DSW recently distributed over 3, 400 sanitary towels to young adolescent girls in Kilifi county, coast region in Kenya. This is an effort to ensure more girls stay in school even when they are undergoing changes in their bodies that many times results in them dropping out of school.
Since implementation of the Free Primary Education in 2003, Kenyan public schools have experienced high enrolment rates. Over the years, its been noted that sexual maturity processes has significant impact on the education prospects of both boys and girls. In girls, the onset of menstruation (usually between 10-14 years) is construed to mean the girl is now a woman and a number of them drop out of school to either get married or out of confusion surrounding the physical changes taking place. In other areas, many girls stay at home during their menses as they cannot afford sanitary towels and to avoid ridicule from peers resulting from some of the “oops” moments that may occur. Boys are also viewed to have become men once their voices start breaking, and a number of them drop out of school to assume “mature” roles in society.
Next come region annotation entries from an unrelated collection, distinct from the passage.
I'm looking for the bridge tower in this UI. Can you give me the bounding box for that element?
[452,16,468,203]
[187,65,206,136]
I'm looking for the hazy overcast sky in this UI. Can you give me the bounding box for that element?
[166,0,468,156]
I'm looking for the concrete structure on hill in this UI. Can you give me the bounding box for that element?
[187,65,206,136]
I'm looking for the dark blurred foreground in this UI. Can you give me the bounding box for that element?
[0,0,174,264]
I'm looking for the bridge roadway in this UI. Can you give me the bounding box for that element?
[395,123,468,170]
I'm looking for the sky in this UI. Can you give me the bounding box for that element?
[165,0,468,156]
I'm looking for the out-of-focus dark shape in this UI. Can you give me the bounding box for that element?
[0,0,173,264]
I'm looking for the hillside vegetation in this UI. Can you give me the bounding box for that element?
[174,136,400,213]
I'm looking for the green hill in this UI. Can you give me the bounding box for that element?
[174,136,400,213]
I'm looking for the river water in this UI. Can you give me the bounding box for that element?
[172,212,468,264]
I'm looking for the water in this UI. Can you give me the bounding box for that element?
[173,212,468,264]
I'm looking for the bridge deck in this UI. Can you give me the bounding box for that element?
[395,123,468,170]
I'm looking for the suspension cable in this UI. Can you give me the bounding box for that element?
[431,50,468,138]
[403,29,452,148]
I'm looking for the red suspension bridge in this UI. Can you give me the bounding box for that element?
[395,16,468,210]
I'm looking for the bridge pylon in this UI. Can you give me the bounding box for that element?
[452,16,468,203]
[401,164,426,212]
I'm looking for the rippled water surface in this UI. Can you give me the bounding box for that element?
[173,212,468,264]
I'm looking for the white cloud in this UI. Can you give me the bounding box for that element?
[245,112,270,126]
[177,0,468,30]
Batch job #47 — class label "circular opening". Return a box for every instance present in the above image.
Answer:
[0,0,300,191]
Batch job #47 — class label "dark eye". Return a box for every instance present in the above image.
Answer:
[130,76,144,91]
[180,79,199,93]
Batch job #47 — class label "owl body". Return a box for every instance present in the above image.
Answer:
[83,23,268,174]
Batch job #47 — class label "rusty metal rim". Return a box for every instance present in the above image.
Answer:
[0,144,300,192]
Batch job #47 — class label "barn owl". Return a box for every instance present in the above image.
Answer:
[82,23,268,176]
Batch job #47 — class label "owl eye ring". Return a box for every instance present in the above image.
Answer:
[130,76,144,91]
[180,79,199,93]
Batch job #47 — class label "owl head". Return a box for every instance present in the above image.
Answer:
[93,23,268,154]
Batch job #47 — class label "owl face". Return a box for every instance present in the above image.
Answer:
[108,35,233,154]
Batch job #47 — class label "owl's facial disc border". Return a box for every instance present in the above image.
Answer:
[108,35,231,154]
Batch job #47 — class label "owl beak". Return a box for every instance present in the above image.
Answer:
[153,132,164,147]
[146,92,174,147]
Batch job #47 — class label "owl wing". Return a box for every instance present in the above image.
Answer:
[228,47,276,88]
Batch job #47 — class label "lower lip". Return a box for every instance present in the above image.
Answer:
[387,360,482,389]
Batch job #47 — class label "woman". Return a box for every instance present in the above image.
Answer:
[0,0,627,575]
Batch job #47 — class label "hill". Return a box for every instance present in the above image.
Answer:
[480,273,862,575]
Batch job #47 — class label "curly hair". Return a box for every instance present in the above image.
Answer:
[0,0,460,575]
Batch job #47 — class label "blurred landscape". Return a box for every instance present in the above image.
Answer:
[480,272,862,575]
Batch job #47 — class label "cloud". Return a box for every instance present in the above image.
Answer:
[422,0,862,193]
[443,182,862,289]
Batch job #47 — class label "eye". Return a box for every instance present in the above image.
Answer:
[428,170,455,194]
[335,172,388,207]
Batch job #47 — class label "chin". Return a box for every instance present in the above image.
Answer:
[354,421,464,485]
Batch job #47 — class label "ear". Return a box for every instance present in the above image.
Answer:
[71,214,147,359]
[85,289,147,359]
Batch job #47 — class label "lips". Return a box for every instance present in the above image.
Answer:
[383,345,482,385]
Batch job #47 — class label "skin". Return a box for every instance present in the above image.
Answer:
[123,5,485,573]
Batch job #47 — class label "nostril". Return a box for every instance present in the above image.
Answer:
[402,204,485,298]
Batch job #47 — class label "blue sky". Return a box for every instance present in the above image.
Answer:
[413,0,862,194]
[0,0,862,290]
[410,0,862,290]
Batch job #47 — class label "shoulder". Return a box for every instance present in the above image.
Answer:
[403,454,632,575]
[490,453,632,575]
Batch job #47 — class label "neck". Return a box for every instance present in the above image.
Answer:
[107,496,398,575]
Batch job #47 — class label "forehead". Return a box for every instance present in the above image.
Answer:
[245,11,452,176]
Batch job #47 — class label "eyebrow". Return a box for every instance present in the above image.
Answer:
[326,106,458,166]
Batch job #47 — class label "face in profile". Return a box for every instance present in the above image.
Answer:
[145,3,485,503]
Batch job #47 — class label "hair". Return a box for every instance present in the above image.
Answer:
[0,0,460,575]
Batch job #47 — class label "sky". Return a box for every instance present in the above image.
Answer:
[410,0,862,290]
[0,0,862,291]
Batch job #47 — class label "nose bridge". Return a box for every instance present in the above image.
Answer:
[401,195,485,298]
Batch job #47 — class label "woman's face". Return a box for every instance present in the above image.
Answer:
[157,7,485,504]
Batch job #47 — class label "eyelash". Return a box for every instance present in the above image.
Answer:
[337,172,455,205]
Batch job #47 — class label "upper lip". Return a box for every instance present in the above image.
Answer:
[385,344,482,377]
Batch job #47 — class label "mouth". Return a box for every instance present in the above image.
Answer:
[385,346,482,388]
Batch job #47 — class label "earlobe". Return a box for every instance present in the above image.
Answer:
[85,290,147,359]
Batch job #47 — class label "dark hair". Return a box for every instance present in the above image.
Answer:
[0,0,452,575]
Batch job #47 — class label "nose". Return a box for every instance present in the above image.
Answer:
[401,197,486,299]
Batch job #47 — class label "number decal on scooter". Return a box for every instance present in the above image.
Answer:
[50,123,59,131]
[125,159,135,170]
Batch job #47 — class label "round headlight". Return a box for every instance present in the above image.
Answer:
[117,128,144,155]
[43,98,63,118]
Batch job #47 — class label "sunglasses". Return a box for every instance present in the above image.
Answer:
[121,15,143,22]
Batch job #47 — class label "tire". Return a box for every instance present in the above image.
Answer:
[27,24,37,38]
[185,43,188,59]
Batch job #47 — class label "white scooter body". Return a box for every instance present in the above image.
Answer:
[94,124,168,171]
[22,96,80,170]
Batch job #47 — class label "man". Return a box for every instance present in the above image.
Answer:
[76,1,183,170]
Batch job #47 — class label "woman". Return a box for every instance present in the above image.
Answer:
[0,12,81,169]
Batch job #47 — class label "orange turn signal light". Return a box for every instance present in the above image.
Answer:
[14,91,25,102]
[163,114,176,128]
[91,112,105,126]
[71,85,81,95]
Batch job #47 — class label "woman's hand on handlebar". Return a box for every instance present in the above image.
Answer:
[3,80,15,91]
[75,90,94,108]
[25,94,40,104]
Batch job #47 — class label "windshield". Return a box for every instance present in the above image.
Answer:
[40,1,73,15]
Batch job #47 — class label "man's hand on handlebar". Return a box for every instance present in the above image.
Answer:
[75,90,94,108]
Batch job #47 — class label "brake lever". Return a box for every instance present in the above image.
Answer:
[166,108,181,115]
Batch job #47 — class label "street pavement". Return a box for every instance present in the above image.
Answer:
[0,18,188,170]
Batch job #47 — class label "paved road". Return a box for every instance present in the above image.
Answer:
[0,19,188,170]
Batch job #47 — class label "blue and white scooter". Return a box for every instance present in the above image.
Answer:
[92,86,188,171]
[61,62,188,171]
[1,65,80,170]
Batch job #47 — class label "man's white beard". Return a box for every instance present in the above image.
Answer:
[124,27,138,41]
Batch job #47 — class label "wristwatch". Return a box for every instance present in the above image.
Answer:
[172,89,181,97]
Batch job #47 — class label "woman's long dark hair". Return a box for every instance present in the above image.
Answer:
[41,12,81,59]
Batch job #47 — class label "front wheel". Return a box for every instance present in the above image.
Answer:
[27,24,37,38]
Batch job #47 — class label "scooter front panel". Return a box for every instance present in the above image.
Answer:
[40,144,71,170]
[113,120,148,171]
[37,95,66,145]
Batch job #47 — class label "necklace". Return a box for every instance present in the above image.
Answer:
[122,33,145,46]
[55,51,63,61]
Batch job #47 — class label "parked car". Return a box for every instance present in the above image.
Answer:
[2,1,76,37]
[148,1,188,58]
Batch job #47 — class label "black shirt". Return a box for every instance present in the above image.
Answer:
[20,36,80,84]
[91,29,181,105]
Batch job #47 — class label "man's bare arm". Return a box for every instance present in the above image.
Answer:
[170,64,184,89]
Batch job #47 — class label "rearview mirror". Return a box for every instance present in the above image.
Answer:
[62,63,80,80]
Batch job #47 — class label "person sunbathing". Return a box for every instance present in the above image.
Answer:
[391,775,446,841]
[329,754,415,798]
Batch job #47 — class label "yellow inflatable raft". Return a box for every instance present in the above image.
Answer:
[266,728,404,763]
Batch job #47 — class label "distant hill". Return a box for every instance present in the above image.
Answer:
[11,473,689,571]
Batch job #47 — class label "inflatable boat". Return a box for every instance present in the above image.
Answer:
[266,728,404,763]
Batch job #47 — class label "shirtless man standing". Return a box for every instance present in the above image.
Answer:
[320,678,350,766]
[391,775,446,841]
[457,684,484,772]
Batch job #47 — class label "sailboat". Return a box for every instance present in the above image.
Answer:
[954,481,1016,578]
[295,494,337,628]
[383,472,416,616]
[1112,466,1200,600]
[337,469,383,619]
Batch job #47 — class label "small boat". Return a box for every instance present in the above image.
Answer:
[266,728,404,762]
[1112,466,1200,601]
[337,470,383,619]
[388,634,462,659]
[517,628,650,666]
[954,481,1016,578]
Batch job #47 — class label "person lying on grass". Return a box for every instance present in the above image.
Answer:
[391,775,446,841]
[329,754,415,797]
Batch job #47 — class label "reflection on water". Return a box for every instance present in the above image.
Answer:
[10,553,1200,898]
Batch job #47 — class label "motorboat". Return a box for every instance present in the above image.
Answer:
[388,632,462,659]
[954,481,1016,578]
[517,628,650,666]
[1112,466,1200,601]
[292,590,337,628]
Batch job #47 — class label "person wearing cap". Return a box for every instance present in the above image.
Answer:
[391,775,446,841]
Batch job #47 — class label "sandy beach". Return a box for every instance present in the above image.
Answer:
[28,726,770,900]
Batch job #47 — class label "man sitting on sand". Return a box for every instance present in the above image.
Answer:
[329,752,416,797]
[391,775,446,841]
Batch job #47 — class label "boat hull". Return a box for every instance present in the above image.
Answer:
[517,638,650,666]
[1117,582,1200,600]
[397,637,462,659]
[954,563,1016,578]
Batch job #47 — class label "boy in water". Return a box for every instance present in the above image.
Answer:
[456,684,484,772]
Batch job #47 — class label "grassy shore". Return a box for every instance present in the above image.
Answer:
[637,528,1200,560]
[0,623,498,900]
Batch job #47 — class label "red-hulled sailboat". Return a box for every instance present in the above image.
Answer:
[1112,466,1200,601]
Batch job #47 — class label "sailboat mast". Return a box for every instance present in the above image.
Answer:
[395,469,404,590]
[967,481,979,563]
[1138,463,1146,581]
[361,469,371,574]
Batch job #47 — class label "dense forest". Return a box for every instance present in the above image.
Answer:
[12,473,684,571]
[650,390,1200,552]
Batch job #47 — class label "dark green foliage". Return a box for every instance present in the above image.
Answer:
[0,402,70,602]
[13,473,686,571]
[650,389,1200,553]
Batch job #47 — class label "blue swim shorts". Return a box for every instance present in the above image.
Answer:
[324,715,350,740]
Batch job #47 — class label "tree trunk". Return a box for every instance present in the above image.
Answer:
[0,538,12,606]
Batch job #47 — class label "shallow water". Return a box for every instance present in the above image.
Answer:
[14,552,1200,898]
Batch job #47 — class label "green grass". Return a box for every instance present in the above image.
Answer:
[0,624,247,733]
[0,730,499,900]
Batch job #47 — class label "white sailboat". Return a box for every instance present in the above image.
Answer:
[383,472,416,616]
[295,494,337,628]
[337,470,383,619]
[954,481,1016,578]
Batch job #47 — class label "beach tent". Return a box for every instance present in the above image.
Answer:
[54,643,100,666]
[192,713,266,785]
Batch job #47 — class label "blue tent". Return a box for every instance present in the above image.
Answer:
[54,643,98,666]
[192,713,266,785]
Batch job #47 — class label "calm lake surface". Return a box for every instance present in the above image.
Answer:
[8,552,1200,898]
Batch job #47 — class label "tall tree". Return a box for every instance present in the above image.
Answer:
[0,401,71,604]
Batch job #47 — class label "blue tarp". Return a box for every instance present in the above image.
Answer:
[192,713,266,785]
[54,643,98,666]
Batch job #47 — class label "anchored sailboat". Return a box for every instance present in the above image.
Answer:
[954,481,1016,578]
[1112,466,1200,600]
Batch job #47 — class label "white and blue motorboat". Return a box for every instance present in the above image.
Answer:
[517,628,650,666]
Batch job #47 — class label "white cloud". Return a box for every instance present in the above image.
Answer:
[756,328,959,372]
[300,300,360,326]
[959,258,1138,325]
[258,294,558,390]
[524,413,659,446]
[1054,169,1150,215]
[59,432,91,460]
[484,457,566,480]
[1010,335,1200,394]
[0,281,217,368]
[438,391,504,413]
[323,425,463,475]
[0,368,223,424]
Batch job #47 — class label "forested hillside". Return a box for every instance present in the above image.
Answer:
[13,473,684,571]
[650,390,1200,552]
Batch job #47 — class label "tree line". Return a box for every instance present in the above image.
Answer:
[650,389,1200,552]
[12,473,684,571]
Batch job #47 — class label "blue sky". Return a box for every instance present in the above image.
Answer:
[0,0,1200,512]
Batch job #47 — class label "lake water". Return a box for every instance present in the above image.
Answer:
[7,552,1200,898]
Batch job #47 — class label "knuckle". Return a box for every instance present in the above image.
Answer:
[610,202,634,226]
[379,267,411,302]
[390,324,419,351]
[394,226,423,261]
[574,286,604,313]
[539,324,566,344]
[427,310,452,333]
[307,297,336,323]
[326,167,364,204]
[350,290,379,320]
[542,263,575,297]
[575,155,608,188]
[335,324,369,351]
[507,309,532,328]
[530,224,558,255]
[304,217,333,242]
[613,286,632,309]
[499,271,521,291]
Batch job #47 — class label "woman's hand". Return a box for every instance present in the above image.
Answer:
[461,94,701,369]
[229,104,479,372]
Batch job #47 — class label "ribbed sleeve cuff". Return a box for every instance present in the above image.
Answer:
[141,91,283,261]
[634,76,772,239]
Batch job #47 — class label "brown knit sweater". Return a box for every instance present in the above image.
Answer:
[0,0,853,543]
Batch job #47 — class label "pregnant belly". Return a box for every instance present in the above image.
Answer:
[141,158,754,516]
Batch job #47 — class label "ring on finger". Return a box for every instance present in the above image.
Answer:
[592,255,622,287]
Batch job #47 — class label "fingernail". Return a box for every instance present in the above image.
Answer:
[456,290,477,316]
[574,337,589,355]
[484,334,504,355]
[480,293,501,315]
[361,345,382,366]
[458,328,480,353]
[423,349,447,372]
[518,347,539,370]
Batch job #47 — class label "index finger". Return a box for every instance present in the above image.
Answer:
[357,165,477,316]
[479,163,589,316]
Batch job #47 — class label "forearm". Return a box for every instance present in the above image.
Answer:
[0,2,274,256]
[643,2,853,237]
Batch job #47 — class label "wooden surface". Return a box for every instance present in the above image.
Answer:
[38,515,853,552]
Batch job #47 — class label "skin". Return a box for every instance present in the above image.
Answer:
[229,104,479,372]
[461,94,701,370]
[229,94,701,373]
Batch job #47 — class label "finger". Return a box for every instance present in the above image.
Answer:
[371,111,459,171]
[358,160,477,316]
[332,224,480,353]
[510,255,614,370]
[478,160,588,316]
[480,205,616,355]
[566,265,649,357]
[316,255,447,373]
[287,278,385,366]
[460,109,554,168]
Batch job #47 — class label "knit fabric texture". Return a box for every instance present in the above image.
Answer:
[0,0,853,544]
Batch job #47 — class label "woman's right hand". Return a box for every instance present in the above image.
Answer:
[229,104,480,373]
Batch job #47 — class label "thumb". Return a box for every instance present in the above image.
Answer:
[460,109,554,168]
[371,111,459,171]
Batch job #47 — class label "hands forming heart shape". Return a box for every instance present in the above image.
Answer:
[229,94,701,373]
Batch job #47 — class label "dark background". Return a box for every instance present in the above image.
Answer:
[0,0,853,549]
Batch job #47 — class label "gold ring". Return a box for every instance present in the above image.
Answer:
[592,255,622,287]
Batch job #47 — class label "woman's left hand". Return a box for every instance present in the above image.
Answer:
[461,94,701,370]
DSW in partnership with Bayer HealthCare Pharmaceuticals are presently implementing the Young Adolescents project in Kilifi county aimed at demystifying the physical changes associated with adolescents, and by doing so keep more girls in school. The projects targets 9 primary schools: Benyoka, Lugwa, Mtwapa, Mtomodoni, Bodoi, Msumarini, Kailo, Mtepeni and Vipingo. During the recent event, 2,000 young adolescent girls received 3,492 sanitary towels, 1,600 panties and 1,800 menstrual calendars to enable them keep track of their menstrual cycles. The event was attended by representatives from the Ministries of Education and Health, DSW and other development partners.